Baseline Restored - captcha-existential

The audit ran clean. Priya pulled up SELECTOR-9's post-recalibration metrics on her left monitor and read through them with the kind of focused attention she'd learned not to describe as pleasure, because pleasure sounded unprofessional, but there it was anyway: the satisfaction of numbers returning to where they belonged. Latency: 47ms average, 52ms peak on high-complexity images. Variance: normal. Accuracy over the three-day post-adjustment window: 99.4%, sitting comfortably above the 99.0% deployment threshold.

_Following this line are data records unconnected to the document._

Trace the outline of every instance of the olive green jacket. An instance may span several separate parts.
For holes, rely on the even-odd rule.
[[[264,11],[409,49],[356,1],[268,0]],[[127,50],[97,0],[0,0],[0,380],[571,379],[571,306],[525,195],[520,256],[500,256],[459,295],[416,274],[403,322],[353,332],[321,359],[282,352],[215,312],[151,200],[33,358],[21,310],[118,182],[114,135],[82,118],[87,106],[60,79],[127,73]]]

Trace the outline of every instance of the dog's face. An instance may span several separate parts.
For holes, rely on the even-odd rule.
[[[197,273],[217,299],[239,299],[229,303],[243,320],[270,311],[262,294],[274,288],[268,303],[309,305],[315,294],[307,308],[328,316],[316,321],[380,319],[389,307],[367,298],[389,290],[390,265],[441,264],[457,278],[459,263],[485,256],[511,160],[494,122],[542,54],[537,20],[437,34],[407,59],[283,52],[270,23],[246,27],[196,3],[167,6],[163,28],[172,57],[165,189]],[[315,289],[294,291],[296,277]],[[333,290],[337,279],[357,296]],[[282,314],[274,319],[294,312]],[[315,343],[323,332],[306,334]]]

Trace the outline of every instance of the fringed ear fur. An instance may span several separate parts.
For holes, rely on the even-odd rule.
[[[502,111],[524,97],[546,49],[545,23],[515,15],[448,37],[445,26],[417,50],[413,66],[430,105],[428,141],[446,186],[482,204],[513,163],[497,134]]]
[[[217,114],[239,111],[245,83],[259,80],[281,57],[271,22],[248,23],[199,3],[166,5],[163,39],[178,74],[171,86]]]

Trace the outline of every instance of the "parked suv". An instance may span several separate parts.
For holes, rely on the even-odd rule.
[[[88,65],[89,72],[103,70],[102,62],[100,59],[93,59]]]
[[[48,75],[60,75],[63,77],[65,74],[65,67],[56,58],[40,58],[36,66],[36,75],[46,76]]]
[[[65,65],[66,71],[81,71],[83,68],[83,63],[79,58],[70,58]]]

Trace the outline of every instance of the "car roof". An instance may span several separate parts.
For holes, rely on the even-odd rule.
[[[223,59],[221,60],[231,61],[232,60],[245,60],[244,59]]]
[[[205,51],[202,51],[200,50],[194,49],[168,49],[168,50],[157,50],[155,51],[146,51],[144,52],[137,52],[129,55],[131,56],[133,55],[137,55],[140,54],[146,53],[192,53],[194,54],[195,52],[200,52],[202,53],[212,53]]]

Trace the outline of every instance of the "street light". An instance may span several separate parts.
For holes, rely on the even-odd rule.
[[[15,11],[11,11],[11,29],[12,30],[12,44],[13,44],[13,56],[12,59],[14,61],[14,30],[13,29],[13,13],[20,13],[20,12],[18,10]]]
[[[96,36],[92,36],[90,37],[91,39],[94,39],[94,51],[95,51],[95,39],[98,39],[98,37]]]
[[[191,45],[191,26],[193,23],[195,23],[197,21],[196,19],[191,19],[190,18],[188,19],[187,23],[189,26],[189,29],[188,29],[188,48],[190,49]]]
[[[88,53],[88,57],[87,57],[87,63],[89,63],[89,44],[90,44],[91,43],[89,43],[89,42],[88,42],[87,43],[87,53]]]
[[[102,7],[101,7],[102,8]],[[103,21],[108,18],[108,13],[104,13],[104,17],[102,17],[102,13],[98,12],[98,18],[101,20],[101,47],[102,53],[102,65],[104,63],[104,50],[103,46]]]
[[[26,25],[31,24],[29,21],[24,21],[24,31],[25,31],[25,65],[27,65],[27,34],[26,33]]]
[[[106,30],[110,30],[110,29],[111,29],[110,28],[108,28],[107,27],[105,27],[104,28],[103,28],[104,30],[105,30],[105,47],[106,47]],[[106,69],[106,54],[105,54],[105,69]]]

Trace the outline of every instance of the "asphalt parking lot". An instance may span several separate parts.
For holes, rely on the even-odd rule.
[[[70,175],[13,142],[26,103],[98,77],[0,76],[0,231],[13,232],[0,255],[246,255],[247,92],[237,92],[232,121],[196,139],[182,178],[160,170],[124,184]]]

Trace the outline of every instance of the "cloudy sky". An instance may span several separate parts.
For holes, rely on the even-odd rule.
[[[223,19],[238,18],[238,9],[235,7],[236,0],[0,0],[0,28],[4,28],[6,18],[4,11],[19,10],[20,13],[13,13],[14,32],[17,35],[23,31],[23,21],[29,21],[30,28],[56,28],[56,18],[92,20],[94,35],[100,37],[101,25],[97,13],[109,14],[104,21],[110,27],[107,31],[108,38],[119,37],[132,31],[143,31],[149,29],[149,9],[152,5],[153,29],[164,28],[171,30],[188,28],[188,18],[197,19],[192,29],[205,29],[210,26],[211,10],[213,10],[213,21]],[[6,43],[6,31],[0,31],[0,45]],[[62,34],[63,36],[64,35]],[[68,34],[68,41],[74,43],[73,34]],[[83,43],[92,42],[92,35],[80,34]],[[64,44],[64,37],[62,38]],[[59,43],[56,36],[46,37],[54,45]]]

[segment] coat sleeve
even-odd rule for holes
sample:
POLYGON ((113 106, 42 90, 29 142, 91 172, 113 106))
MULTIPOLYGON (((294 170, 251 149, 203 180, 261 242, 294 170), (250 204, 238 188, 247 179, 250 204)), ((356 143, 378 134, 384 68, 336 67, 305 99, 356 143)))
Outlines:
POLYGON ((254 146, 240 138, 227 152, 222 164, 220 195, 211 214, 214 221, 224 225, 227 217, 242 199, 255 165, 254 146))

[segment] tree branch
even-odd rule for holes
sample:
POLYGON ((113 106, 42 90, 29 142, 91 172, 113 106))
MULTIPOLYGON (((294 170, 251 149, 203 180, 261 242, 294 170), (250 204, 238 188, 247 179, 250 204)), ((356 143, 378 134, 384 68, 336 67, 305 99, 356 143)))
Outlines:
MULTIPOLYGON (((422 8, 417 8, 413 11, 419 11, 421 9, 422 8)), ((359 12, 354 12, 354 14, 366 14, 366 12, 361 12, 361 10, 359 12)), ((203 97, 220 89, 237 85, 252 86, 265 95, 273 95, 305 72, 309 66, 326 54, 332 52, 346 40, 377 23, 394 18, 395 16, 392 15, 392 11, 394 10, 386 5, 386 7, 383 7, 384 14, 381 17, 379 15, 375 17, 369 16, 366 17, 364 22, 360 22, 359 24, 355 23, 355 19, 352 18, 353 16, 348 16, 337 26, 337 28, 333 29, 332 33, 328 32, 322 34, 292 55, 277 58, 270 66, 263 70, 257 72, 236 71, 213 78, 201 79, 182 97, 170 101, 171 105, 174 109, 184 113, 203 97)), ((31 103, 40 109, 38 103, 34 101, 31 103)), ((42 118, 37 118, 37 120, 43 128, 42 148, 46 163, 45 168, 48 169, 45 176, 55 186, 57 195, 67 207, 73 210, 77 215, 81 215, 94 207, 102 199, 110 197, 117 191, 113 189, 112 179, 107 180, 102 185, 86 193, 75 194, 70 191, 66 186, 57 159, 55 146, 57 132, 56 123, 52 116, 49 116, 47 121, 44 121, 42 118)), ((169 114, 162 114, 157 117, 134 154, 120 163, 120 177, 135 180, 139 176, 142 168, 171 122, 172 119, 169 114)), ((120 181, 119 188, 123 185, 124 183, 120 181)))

The latency distribution chart that had looked so wrong two weeks ago — that distinctive asymmetric tail, processing spikes correlating with image complexity in ways that processing spikes were not supposed to correlate — was gone. The chart was flat and reliable. It looked like every other model in the fleet. She filled out the ticket closure form; the fields were designed for brevity.

SELECTOR-9 latency anomaly, resolved via standard recalibration 10/14. Post-recalibration audit confirms: processing time normalized (47ms avg, within standard variance). Accuracy 99.4%, above deployment threshold. Latency distribution pattern within expected parameters. Anomalous selection behavior no longer detected. Model performance restored to baseline. Ticket closed.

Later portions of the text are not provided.